Using this definition on our asset we see for example:
  • Compared with the benchmark SPY (150 days) in the period of the last 5 years, the maximum time in days below previous high water mark of 516 days of Maximum Yield Strategy is larger, thus worse.
  • Compared with SPY (150 days) in the period of the last 3 years, the maximum time in days below previous high water mark of 516 days is higher, thus worse.

AveDuration:

'The Drawdown Duration is the length of any peak to peak period, or the time between new equity highs. The Avg Drawdown Duration is the average amount of time an investment has seen between peaks (equity highs), or in other terms the average of time under water of all drawdowns.

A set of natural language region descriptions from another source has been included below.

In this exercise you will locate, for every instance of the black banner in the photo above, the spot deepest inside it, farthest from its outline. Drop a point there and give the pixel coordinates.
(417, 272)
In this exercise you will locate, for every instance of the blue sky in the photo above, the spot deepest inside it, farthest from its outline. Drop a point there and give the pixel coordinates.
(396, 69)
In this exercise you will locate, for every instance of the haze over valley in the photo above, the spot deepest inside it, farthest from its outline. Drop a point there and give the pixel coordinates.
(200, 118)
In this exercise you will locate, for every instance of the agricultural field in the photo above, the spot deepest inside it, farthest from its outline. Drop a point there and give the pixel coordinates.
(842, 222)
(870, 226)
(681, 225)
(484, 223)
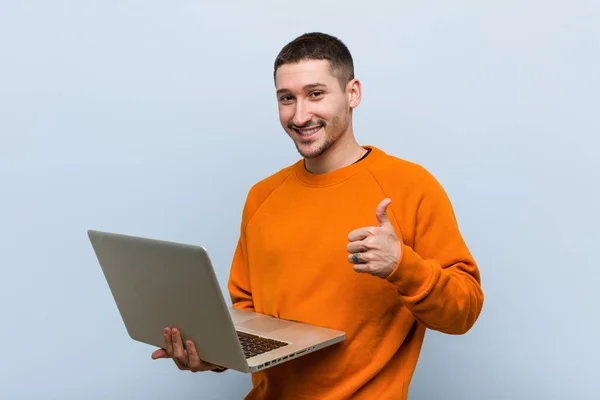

So in contrast to the Maximum duration it does not measure only one drawdown event but calculates the average of all.'

Applying this definition to our asset in some examples:
  • Looking at the average time in days below previous high water mark of 136 days in the last 5 years of Maximum Yield Strategy, we see it is relatively larger, thus worse in comparison to the benchmark SPY (41 days)
  • During the last 3 years, the average days under water is 193 days, which is higher, thus worse than the value of 36 days from the benchmark.

Performance (YTD)

Historical returns have been extended using synthetic data.

Allocations ()

Allocations

Returns (%)

  • Note that yearly returns do not equal the sum of monthly returns due to compounding.
  • Performance results of Maximum Yield Strategy are hypothetical, do not account for slippage, fees or taxes, and are based on backtesting, which has many inherent limitations, some of which are described in our Terms of Use.